Глаза сообщали своей владелице так мало сведений об окружающем мире, что в восполнение ущерба в ней достигли удивительной тонкости иные чувства, в первую очередь слух. Конечно, слухом она была одарена от природы, но развила и довела до нынешней, почти болезненной изотропности не столько даже музыкальными занятиями, сколько постоянным, напряженным вслушиванием в голоса, шумы и шорохи мира и в какой-то ранее не ощущавшийся ею шумовой фон, принимаемый обычным слухом за тишину. В пустоту этой мнимой тишины и насылает свои волны музыка сфер, ее то и слышала Надежда Филаретовна.

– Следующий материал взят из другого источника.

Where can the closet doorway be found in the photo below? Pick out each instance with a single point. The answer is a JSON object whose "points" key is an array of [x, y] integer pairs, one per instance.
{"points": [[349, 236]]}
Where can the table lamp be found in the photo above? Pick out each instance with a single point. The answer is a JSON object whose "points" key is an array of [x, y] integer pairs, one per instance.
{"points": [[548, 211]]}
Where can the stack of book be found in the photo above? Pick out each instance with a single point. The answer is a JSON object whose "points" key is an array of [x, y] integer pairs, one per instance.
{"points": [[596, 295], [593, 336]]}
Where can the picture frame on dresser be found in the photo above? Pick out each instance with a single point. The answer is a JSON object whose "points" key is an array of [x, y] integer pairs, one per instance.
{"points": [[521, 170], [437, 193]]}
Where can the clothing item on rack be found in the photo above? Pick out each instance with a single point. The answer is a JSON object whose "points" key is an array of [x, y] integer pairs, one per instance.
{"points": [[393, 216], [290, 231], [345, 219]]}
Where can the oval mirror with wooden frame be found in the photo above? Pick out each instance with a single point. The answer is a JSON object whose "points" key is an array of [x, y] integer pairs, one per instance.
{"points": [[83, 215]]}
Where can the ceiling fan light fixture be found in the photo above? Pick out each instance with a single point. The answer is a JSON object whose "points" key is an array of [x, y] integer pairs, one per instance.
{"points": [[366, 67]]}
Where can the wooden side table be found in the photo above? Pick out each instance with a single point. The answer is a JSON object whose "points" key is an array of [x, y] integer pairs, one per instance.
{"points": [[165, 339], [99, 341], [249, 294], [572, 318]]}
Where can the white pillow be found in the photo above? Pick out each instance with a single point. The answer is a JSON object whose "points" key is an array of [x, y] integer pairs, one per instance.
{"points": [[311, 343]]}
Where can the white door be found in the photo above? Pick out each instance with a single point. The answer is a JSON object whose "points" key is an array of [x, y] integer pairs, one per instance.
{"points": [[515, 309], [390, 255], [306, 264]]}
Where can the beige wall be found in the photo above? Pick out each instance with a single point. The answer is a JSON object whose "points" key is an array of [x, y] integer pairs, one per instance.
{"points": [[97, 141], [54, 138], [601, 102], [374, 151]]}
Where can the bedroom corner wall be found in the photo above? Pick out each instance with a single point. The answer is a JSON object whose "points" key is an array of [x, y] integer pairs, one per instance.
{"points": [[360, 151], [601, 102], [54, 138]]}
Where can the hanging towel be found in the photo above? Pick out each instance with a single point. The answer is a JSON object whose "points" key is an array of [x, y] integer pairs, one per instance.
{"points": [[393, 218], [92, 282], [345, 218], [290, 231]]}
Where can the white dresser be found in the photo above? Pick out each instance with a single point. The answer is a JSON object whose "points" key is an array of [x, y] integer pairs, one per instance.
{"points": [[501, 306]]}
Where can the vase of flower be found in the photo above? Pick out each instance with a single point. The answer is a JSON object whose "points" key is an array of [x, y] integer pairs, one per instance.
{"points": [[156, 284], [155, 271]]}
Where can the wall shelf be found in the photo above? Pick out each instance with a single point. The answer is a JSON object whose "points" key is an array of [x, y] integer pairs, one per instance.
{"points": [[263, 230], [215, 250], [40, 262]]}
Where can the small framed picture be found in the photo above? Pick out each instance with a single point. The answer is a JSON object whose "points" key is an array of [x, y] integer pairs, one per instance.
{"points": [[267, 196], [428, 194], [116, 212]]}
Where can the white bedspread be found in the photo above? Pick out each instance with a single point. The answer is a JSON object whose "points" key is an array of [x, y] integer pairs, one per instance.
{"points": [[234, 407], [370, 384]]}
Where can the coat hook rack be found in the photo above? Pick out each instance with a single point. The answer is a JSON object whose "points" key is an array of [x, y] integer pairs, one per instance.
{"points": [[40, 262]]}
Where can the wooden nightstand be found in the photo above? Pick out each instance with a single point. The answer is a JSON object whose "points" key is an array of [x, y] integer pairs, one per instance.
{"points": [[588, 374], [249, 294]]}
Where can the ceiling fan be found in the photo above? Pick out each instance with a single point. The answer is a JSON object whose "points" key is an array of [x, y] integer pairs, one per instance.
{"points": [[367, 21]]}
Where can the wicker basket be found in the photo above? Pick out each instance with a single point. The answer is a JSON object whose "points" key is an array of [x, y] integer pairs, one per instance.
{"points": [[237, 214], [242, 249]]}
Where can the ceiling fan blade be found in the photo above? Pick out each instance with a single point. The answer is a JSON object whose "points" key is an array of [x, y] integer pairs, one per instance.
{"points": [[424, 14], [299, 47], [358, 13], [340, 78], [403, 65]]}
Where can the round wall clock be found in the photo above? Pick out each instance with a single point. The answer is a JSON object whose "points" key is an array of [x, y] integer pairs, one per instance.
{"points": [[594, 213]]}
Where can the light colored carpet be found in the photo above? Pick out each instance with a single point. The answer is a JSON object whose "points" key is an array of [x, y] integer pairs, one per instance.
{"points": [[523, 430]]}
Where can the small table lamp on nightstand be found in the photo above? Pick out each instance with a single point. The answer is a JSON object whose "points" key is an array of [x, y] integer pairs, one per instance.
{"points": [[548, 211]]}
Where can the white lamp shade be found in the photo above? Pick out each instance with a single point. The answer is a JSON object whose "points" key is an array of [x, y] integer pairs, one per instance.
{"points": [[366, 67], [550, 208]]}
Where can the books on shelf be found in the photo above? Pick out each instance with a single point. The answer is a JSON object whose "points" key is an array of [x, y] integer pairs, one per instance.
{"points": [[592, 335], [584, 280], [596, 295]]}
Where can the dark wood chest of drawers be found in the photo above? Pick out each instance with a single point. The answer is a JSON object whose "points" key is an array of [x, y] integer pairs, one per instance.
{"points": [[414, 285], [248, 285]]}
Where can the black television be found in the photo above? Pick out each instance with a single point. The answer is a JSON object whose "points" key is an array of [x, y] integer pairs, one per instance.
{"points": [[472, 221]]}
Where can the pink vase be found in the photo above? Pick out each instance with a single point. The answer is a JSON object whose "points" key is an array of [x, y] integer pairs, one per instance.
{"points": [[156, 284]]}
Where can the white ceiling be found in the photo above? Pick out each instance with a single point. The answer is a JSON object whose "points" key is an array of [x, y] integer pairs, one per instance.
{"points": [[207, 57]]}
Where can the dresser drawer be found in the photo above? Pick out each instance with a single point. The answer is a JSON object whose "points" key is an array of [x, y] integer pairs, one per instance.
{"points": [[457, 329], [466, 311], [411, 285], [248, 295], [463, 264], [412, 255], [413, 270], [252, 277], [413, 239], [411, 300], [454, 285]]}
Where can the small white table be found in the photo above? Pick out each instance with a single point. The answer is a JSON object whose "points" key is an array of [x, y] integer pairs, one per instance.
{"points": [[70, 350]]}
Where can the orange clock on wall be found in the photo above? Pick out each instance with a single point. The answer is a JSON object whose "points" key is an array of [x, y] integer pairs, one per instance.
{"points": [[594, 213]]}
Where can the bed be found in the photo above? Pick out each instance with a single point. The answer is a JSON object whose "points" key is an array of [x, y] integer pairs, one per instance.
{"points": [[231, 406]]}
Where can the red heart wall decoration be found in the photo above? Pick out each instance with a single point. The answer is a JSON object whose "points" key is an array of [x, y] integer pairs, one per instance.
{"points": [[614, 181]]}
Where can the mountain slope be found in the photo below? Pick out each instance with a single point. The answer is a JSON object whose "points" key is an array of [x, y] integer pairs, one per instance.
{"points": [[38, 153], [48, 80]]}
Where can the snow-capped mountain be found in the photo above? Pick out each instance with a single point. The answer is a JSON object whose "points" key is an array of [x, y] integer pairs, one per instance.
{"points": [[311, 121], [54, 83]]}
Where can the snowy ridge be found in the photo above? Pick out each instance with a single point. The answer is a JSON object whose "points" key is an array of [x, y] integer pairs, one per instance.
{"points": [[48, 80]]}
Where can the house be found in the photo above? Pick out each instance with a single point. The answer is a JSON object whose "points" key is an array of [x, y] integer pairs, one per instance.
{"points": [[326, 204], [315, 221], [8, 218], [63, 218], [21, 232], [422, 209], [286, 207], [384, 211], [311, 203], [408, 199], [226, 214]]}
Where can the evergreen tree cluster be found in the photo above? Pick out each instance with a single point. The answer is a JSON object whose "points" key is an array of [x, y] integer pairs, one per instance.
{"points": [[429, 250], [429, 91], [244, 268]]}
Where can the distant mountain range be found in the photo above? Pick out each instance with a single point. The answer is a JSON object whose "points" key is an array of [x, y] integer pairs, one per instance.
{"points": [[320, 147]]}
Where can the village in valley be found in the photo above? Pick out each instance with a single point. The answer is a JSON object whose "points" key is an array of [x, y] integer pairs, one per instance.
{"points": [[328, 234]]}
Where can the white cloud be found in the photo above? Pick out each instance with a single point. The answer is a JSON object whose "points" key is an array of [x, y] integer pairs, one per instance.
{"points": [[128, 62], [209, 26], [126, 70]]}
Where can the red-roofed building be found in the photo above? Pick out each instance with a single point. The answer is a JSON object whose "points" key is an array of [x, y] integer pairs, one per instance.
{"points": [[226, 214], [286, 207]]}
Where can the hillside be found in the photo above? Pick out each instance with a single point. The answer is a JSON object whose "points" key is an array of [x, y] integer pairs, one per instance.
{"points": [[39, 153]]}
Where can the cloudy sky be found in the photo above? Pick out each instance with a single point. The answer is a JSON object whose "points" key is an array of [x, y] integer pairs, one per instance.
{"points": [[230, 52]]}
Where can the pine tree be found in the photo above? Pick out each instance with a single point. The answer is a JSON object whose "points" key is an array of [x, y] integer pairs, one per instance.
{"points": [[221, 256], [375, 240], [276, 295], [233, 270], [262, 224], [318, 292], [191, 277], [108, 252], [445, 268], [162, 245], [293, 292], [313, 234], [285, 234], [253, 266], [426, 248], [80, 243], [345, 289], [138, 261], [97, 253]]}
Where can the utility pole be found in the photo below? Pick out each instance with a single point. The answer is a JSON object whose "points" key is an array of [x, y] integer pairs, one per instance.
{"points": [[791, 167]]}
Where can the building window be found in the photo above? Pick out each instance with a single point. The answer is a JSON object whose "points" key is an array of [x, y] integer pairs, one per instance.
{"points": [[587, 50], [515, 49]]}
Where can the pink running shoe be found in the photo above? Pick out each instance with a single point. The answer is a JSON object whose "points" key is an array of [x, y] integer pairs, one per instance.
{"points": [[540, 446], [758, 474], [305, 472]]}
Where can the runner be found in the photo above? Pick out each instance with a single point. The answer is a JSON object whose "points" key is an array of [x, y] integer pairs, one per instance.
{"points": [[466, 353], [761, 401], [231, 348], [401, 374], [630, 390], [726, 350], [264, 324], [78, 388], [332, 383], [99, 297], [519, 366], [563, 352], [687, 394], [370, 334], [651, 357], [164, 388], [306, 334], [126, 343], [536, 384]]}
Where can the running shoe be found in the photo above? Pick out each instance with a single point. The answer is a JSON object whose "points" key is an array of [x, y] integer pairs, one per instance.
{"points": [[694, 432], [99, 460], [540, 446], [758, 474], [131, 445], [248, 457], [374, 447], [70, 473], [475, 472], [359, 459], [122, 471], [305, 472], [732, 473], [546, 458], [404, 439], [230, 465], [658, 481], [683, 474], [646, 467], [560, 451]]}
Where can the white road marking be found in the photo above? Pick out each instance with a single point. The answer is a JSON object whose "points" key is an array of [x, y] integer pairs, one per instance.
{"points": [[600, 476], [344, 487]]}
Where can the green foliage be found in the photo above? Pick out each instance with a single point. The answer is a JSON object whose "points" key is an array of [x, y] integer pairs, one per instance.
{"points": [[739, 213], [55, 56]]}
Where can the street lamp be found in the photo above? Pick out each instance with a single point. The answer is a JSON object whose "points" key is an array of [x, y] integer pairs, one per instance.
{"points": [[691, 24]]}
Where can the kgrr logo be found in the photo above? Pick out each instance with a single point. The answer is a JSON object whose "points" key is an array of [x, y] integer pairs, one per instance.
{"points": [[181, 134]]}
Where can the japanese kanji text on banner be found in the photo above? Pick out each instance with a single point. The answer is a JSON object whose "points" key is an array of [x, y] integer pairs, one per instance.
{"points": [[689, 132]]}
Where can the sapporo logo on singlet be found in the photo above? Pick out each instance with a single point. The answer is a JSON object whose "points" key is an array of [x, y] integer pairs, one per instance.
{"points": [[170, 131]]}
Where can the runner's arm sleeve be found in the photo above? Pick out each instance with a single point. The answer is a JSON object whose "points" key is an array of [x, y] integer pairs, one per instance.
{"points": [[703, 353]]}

Именно слух дал Надежде Филаретовне редкую полноту восприятия жизни. Звуки содержали и рисунок и цвет. Фон Мекк, видевшая мир четко оконтуренным и ярко расцвеченным лишь в лорнет — для невооруженных глаз окружающее едва проступало из одноцветного тумана, как на картинах Каррьера, — обретала четкость линий, форм и красок окружающего мира в музыке не умозрительно, а ясным и острым внутренним зрением. Не потому ли она вечно испытывала музыкальную жажду? После смерти мужа и отпадения большинства светских обязанностей она населила музыкой дом, заведя небольшой, но превосходно подобранный оркестр. Он замолкал лишь в часы отдыха, сна и хозяйственных занятий Надежды Филаретовны, а в остальное время аккомпанементом сопровождал все, чем был заполнен ее день: чтение, мечты, разговоры с дочерьми и сыновьями, примерку платьев, рукоделие и даже стрельбу из пистолета — занятие, доставлявшее Надежде Филаретовне опять-таки слуховое удовольствие, ибо в цель она никогда не попадала.